Each file was loaded into a DataFrame. The site id only existed in the name of the file, it was extracted and noted in a list to keep track of the processed sites, then deidentified using the id lookup table that previously generated and the deidentified site id was inserted as a new column to the DataFrame. The columns of the dataset were changed in preparation for uploading to the database: timestamp was renamed to datetime, parentheses removed, capitalized units were changed to lower case. The resulting data was stored as a csv file. Therefore, each deidentified electricity data file ready to be uploaded to the database included the following columns:

  • darth_site_id

  • datetime

  • pv_energy_wh

  • pv_reactive_energy_varh

  • load_energy_wh

  • load_reactive_energy_varh

  • voltage_max_v

  • voltage_min_v

In total there were 1146 electricity data files, initially spread between eight subfolders together with subload data. 1146 deidentified electricity data files were generated by performing the above process. After finishing the deidentification process the total number of files in the original electricity data files and deidentified electricity data files were compared together and to the number of unique site ids processed. The data and column labels of a few original data files were compared to their corresponding deidentified electricity data files to ensure the correctness of the deidentification procedure.

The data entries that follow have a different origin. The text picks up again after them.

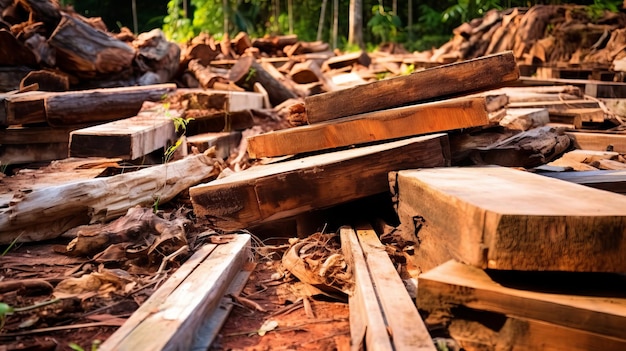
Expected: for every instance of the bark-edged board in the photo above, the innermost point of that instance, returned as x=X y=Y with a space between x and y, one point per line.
x=367 y=320
x=170 y=321
x=613 y=180
x=128 y=138
x=455 y=284
x=280 y=190
x=464 y=77
x=403 y=320
x=599 y=141
x=370 y=127
x=504 y=219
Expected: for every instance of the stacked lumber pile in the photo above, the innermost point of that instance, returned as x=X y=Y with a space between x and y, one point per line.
x=518 y=260
x=542 y=34
x=42 y=43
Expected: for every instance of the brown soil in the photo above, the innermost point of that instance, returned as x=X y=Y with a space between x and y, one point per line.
x=85 y=319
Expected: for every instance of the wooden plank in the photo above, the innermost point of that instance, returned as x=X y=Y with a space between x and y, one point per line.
x=24 y=108
x=593 y=88
x=403 y=320
x=455 y=284
x=599 y=141
x=11 y=154
x=502 y=219
x=100 y=105
x=374 y=126
x=172 y=323
x=367 y=321
x=279 y=190
x=614 y=181
x=128 y=138
x=224 y=142
x=525 y=118
x=212 y=325
x=464 y=77
x=35 y=214
x=556 y=105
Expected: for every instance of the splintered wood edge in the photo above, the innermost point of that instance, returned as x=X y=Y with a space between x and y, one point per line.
x=397 y=305
x=370 y=322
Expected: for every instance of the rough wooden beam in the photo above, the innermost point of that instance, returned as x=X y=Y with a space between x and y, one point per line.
x=503 y=219
x=592 y=310
x=172 y=316
x=128 y=138
x=369 y=127
x=479 y=74
x=599 y=141
x=270 y=192
x=45 y=213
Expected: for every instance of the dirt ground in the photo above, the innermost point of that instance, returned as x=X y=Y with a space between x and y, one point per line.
x=79 y=321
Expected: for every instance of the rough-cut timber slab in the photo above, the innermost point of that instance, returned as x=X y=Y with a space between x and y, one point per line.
x=613 y=180
x=280 y=190
x=402 y=320
x=556 y=105
x=599 y=141
x=501 y=218
x=375 y=126
x=479 y=74
x=100 y=105
x=172 y=316
x=128 y=138
x=592 y=310
x=42 y=213
x=88 y=52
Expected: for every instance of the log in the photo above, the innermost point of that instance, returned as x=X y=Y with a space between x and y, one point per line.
x=100 y=105
x=614 y=181
x=528 y=149
x=247 y=71
x=374 y=126
x=46 y=80
x=13 y=52
x=599 y=141
x=156 y=54
x=129 y=139
x=173 y=315
x=270 y=192
x=505 y=219
x=525 y=118
x=47 y=212
x=88 y=52
x=479 y=74
x=586 y=303
x=403 y=321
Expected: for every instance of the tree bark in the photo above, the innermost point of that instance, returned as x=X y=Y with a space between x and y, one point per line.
x=355 y=33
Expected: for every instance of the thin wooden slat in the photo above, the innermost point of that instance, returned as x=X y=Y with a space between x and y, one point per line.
x=464 y=77
x=501 y=218
x=367 y=321
x=128 y=138
x=174 y=322
x=455 y=284
x=404 y=323
x=599 y=141
x=370 y=127
x=270 y=192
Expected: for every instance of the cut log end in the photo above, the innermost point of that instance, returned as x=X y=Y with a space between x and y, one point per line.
x=297 y=115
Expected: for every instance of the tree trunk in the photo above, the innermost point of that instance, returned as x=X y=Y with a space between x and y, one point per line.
x=355 y=33
x=320 y=25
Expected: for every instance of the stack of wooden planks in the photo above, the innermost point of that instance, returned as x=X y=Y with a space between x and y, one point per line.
x=518 y=260
x=347 y=118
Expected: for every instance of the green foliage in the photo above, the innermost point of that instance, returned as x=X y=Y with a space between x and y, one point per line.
x=596 y=10
x=384 y=24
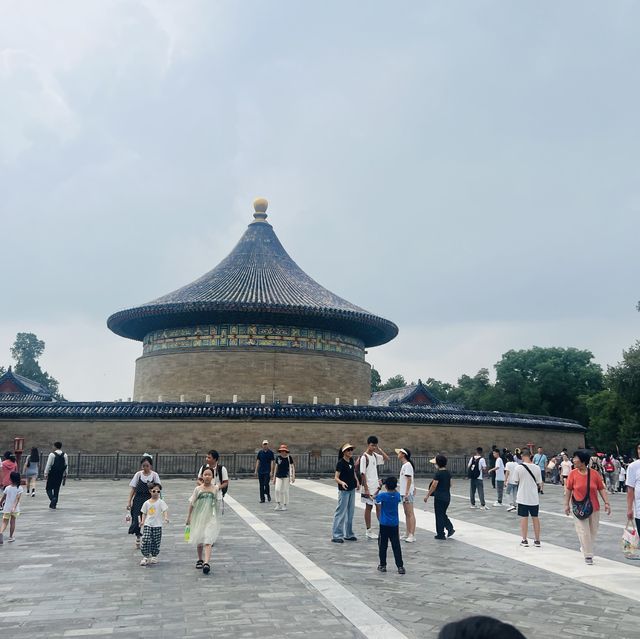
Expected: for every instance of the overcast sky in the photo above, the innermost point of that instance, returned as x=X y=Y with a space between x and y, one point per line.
x=469 y=170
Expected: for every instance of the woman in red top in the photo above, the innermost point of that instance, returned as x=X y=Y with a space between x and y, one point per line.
x=576 y=486
x=7 y=467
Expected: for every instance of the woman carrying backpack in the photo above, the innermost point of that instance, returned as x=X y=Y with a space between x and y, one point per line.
x=30 y=470
x=139 y=493
x=581 y=497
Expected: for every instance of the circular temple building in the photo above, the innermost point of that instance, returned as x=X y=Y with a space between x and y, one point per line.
x=256 y=348
x=254 y=329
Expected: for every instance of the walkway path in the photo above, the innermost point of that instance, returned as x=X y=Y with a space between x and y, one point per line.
x=74 y=572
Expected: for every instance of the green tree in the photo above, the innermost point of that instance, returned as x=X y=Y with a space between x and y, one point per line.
x=375 y=380
x=397 y=381
x=26 y=351
x=624 y=382
x=548 y=381
x=475 y=393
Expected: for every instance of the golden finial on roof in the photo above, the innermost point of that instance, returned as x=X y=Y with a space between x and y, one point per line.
x=260 y=205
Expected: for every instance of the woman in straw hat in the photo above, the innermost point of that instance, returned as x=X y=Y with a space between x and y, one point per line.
x=345 y=477
x=407 y=491
x=284 y=474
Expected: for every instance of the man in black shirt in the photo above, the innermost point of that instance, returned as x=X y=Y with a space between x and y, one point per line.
x=264 y=468
x=440 y=488
x=347 y=481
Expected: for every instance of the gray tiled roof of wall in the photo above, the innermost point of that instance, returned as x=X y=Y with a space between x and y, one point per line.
x=166 y=410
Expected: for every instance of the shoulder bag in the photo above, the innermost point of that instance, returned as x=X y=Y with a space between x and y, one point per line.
x=583 y=509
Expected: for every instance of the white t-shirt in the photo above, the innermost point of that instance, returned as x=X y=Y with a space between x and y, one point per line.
x=405 y=472
x=633 y=481
x=369 y=468
x=11 y=494
x=151 y=477
x=511 y=469
x=527 y=488
x=216 y=478
x=153 y=512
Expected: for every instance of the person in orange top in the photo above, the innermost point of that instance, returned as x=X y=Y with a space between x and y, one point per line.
x=7 y=467
x=576 y=488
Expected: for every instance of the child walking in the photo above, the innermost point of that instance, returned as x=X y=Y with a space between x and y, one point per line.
x=10 y=503
x=389 y=524
x=203 y=519
x=153 y=514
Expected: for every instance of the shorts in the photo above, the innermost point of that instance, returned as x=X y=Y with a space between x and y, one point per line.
x=367 y=500
x=525 y=511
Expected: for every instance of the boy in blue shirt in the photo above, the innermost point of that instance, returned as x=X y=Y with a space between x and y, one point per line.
x=389 y=501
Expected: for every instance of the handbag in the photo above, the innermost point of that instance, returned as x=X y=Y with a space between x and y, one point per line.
x=583 y=509
x=532 y=476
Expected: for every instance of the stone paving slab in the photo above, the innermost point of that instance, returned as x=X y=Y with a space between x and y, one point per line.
x=74 y=572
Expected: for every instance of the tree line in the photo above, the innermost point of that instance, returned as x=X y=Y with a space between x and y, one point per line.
x=559 y=382
x=26 y=351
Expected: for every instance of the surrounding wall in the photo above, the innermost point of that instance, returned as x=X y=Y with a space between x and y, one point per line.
x=245 y=436
x=249 y=374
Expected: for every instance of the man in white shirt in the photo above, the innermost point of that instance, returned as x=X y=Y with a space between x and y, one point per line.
x=498 y=473
x=476 y=470
x=220 y=474
x=527 y=476
x=540 y=460
x=55 y=472
x=633 y=489
x=372 y=457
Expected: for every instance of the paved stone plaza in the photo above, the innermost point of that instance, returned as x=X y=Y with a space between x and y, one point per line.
x=74 y=572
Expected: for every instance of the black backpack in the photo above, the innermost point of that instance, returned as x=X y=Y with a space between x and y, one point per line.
x=224 y=488
x=59 y=466
x=473 y=472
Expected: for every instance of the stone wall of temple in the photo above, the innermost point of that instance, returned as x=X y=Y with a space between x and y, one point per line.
x=245 y=436
x=249 y=374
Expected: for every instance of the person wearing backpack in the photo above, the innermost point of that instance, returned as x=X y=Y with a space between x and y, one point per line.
x=220 y=474
x=609 y=470
x=529 y=479
x=476 y=469
x=55 y=472
x=367 y=467
x=284 y=474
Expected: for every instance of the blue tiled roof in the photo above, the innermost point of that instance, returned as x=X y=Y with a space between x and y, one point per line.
x=400 y=395
x=257 y=282
x=185 y=411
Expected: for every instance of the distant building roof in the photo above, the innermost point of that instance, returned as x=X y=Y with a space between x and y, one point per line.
x=139 y=411
x=14 y=387
x=256 y=282
x=412 y=394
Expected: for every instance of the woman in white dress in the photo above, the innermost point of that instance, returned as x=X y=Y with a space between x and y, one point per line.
x=203 y=519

Deidentification of Subload Data

With an almost similar process as electricity data deidentification, the subload data files were deidentified. They had an additional column including circuit id which was deidentified using the circuits ids lookup table generated at the first step. This process was performed for each row rather than once for each file because for some of the sites multiple circuits existed in the subload data file. Each deidentified subload data file ready to be uploaded consisted of data in the following columns:

  • darth_site_id

  • darth_circuit_id

  • datetime

  • subload_wh

  • subload_reactive_varh

  • voltage_max_v

  • voltage_min_v

In total 501 subload data files originally existed and the same number of deidentified subload data files were generated and stored.